Otherwise, I might be strongly inclined to question the tagline in the logo, which alludes to inspiration I just don’t see yet. At least not on the dinner menu, which, with a few notable exceptions, is a straightforward compendium of clichés from the past 30 years: Artichoke dip. Wedge salads. Sweet potato fries. Fried calamari. Fettuccine in cream sauce. Blackened chicken. Crème brûlée. It’s not that none of these things can be good; it’s just that aren’t likely to get me through the door again when there are so many more interesting repertoires to sample—including The Lobby’s own brunch selection. Bacon risotto with eggs? Berry risotto with mascarpone? Housemade biscuits with grilled salmon & “ranch mornay”? Blue cheese–jalapeño frittata? Now that’s way more like it.
And the signature stuffed burgers—one of the aforenoted exceptions—are too.
This patty contained cream cheese & jalapeños, like a popper had popped from within.
It was all as naughty as it looks: a little pink & angry, then a lot juicy & creamy. The accompanying hush puppies simply needed salt; the cornbread was a little underseasoned, so a little bland. But they had the right dense, moist bite.
The mushrooms stuffed with two cheeses, garlic & herbs needed far more work—first & foremost in terms of presentation, obviously.
Skimpy as it looks, it was in reality even skimpier, since the menu listed 2 dipping sauces—a roasted garlic aioli we never received as well as the ancho aioli, which was good but too robust for the stuffing; a little crumbled bacon or sausage might go a long way there.
The ahi tuna nachos aren’t quite ready for prime time either.

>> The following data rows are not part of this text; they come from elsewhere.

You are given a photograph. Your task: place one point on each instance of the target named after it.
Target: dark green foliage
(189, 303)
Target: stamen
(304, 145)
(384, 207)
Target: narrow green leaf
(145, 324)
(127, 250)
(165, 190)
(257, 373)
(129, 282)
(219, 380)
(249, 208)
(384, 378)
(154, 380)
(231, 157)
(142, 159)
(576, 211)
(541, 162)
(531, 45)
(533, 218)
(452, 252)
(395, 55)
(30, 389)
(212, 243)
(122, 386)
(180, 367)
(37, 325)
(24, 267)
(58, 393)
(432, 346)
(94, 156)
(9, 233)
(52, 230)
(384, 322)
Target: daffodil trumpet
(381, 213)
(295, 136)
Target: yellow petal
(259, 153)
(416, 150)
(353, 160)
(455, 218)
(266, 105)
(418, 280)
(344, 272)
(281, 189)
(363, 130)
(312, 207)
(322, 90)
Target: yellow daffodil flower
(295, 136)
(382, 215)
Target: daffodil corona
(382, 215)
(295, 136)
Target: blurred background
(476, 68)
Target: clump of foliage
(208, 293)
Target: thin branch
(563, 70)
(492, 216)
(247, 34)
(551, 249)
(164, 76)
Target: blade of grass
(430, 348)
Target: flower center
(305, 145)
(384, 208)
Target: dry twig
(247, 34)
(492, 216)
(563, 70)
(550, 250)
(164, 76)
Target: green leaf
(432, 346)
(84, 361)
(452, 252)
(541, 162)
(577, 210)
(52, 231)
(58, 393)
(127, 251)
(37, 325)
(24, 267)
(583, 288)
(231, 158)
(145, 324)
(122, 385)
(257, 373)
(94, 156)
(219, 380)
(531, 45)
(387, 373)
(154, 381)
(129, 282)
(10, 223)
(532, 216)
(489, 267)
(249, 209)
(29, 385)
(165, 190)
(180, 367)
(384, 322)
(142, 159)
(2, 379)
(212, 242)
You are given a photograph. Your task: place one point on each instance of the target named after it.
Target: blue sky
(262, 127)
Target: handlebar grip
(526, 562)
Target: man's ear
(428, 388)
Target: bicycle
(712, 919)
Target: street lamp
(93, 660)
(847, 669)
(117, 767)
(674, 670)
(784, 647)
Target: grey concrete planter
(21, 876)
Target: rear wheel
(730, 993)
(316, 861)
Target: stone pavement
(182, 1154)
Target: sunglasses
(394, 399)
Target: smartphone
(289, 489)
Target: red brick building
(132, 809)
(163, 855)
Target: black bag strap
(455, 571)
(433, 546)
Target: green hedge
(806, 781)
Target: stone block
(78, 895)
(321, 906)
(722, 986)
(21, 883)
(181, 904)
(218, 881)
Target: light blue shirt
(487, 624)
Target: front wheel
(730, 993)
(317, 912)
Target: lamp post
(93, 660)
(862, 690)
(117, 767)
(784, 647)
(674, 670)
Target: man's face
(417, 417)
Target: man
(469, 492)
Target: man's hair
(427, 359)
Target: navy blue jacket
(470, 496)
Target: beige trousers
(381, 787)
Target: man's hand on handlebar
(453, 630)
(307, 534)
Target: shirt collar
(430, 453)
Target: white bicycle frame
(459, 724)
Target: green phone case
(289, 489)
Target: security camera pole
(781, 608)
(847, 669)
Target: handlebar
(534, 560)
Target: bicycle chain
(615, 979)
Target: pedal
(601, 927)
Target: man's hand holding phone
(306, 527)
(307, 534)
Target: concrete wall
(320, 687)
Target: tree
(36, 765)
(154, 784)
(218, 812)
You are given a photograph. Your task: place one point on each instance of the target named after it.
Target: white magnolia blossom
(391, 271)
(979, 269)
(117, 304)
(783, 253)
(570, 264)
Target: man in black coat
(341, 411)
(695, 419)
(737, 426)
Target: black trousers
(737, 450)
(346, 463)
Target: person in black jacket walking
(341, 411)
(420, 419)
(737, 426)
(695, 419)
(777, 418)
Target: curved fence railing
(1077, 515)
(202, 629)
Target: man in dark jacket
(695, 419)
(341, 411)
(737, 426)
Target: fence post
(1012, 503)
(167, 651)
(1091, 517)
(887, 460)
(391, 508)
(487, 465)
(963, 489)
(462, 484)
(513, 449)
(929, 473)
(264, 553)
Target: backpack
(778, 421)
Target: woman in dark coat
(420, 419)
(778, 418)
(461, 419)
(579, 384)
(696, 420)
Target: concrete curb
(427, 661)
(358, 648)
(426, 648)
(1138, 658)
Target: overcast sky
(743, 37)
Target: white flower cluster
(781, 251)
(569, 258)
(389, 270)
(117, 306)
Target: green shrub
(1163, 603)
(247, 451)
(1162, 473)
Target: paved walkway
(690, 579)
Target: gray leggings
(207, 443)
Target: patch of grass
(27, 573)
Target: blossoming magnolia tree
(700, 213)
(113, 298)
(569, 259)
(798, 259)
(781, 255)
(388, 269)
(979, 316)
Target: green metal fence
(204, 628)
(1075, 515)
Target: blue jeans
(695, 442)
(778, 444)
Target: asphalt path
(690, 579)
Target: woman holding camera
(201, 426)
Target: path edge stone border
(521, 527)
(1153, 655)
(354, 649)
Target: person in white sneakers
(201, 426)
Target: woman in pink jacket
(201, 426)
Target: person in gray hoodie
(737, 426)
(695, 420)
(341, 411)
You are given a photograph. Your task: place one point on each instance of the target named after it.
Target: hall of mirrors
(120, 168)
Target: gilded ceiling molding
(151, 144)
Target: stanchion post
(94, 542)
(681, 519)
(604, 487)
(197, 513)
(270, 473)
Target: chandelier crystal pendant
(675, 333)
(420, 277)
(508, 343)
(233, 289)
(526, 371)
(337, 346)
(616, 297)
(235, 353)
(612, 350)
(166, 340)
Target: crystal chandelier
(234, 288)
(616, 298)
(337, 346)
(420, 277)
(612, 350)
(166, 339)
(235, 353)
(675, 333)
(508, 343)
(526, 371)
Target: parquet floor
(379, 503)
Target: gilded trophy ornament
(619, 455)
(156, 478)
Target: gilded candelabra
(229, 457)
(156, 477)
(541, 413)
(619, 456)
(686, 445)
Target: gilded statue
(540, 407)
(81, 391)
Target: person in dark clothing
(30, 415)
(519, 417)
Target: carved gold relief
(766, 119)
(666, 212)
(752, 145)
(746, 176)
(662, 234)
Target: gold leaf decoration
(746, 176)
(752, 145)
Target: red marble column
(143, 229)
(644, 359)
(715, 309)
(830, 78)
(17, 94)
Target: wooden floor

First of all, having seen ahi nachos around for the past year or so, I must admit it’s a trend I don’t really understand. I suppose it’s basically a ceviche downgrade—but rarely to such an extent. Something like this is what I think of when I think of tuna nachos; the above just seemed like chips surrounding some tuna chunks. Both elements were all right—the former crispy but not greasy & crisscrossed with avocado cream & aioli; the latter lightly seared & mixed with pico de gallo—but they didn’t cohere into any kind of whole.
Still, if 1 out of 3 ain’t great, I’ll call it 2 simply in recognition of the staff’s hospitality. And I’ll return on those grounds, too, with real hope for the best.